Another useful resource linking together Bioconda and containers is the BioContainers project. BioContainers is a community initiative that provides a registry of container images for every Bioconda recipe.

So far, we’ve seen how to install packages with conda and micromamba, both locally and within containers. With BioContainers, you don’t need to create your own container image for the tools you want, and you don’t need to use conda or micromamba to install the packages. It already provides you with a Docker image containing the programs you want to be installed. For example, you can get the container image of fastqc using BioContainers with:

docker pull biocontainers/fastqc:v0.11.5

You can check the registry for the packages you want at BioContainers official website. For finding multi-tools container images, check their Multi-package images.

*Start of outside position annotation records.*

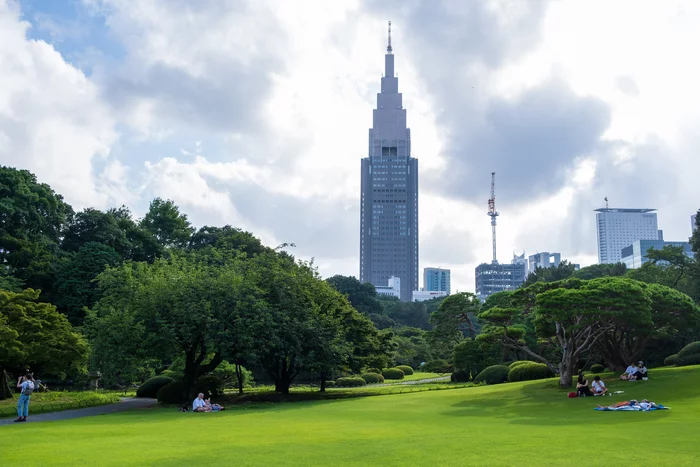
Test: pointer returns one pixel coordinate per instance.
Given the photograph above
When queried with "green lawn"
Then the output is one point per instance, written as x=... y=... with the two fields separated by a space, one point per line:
x=511 y=425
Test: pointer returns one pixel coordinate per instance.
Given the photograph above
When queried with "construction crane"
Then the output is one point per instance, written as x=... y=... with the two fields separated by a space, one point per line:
x=493 y=214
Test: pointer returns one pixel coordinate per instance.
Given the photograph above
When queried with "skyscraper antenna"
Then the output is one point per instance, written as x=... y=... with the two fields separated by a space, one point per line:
x=388 y=47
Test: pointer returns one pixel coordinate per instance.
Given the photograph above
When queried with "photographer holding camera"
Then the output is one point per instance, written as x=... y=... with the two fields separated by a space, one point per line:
x=26 y=384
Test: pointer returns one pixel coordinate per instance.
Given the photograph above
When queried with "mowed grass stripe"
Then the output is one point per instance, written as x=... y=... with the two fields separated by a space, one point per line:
x=513 y=424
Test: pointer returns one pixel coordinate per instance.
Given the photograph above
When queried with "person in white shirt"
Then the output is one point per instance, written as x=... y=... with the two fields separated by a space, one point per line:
x=598 y=387
x=629 y=372
x=200 y=405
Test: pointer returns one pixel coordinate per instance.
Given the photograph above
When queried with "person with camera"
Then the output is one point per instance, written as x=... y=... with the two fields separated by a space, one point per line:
x=26 y=384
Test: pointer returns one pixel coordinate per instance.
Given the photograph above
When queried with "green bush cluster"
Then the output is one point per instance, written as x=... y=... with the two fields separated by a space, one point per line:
x=373 y=378
x=671 y=360
x=151 y=386
x=530 y=371
x=392 y=373
x=349 y=382
x=689 y=355
x=460 y=376
x=495 y=374
x=518 y=363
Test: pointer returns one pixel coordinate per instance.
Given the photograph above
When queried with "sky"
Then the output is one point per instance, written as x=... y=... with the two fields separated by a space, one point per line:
x=254 y=113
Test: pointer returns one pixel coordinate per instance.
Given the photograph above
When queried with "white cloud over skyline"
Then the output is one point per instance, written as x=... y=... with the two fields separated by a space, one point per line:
x=255 y=114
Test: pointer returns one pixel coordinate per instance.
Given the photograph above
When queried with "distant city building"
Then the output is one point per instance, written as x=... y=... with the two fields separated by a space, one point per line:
x=635 y=254
x=389 y=198
x=491 y=278
x=436 y=279
x=618 y=228
x=392 y=289
x=423 y=295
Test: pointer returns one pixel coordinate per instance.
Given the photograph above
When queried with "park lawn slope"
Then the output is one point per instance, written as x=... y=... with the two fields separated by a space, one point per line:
x=531 y=423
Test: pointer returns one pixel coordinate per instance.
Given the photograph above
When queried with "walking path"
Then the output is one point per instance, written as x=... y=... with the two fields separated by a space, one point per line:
x=126 y=403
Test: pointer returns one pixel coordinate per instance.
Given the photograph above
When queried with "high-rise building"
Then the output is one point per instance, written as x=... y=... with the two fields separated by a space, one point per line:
x=436 y=280
x=389 y=199
x=495 y=277
x=619 y=228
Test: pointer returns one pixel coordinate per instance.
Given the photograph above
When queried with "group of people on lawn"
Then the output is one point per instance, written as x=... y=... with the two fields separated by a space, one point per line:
x=633 y=372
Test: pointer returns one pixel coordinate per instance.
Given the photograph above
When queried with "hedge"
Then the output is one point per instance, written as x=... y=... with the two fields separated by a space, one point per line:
x=519 y=362
x=495 y=374
x=671 y=360
x=392 y=373
x=460 y=376
x=372 y=378
x=689 y=355
x=350 y=382
x=151 y=386
x=529 y=372
x=172 y=393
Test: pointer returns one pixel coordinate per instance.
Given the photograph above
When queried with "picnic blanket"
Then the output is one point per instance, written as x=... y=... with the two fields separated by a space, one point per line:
x=632 y=408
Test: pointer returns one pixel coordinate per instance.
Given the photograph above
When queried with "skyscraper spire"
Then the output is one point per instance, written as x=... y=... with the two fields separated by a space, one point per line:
x=388 y=47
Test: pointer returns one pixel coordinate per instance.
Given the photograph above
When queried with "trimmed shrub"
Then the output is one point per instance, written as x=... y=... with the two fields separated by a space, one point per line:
x=460 y=376
x=392 y=373
x=151 y=386
x=529 y=372
x=172 y=393
x=495 y=374
x=437 y=366
x=350 y=382
x=373 y=378
x=689 y=355
x=671 y=360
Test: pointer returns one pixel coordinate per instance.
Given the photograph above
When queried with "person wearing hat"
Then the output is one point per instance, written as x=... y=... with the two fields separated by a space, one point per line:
x=640 y=373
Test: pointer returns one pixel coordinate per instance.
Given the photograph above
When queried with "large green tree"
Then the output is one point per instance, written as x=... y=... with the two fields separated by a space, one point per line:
x=34 y=336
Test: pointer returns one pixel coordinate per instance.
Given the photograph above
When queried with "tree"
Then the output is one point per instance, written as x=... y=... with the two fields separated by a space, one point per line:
x=33 y=335
x=167 y=224
x=571 y=316
x=75 y=286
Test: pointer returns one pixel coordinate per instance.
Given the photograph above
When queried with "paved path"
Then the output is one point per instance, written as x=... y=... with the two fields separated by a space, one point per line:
x=126 y=403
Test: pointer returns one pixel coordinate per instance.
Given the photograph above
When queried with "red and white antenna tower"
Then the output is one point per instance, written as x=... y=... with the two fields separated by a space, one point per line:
x=493 y=214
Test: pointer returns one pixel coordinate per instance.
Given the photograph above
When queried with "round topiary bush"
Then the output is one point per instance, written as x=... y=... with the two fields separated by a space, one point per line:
x=494 y=374
x=172 y=393
x=392 y=373
x=689 y=355
x=671 y=360
x=151 y=386
x=373 y=378
x=350 y=382
x=460 y=376
x=529 y=372
x=518 y=363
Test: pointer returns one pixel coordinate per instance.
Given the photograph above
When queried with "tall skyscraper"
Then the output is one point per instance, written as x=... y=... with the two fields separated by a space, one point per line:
x=436 y=280
x=619 y=228
x=389 y=199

Contrary to other registries that will pull the latest image when no tag (version) is provided, you must specify a tag when pulling BioContainers (after a colon :, e.g. fastqc:v0.11.5). Check the tags within the registry and pick the one that better suits your needs.

You can also install galaxy-util-tools and search for mulled containers in your CLI. You'll find instructions below, using conda to install the tool.

conda activate a-conda-env-you-already-have
conda install galaxy-tool-util
mulled-search --destination quay singularity --channel bioconda --search bowtie samtools | grep mulled

Tip

You can have more complex definitions within your process block by letting the appropriate container image or conda package be used depending on if the user selected singularity, Docker or conda to be used. You can click here for more information and here for an example.

4.4.1 Exercises¶

Exercise

During the earlier RNA-Seq tutorial (script2.nf), we created an index with the salmon tool. Given we do not have salmon installed locally in the machine provided by Gitpod, we had to either run it with -with-conda or -with-docker. Your task now is to run it again -with-docker, but without having to create your own Docker container image. Instead, use the BioContainers image for salmon 1.7.0.

Solution

nextflow run script2.nf -with-docker quay.io/biocontainers/salmon:1.7.0--h84f40af_0

Bonus Exercise

Change the process directives in script5.nf or the nextflow.config file to make the workflow automatically use BioContainers when using salmon, or fastqc.

Hint

Temporarily comment out the line process.container = 'nextflow/rnaseq-nf' in the nextflow.config file to make sure the processes are using the BioContainers that you set, and not the container image we have been using in this training.

Solution

With these changes, you should be able to run the workflow with BioContainers by running the following in the command line:

nextflow run script5.nf

with the following container directives for each process:

process FASTQC {
    container 'biocontainers/fastqc:v0.11.5'
    tag "FASTQC on $sample_id"
...

and

process QUANTIFICATION {
    tag "Salmon on $sample_id"
    container 'quay.io/biocontainers/salmon:1.7.0--h84f40af_0'
    publishDir params.outdir, mode: 'copy'
...

Check the .command.run file in the work directory and ensure that the run line contains the correct Biocontainers.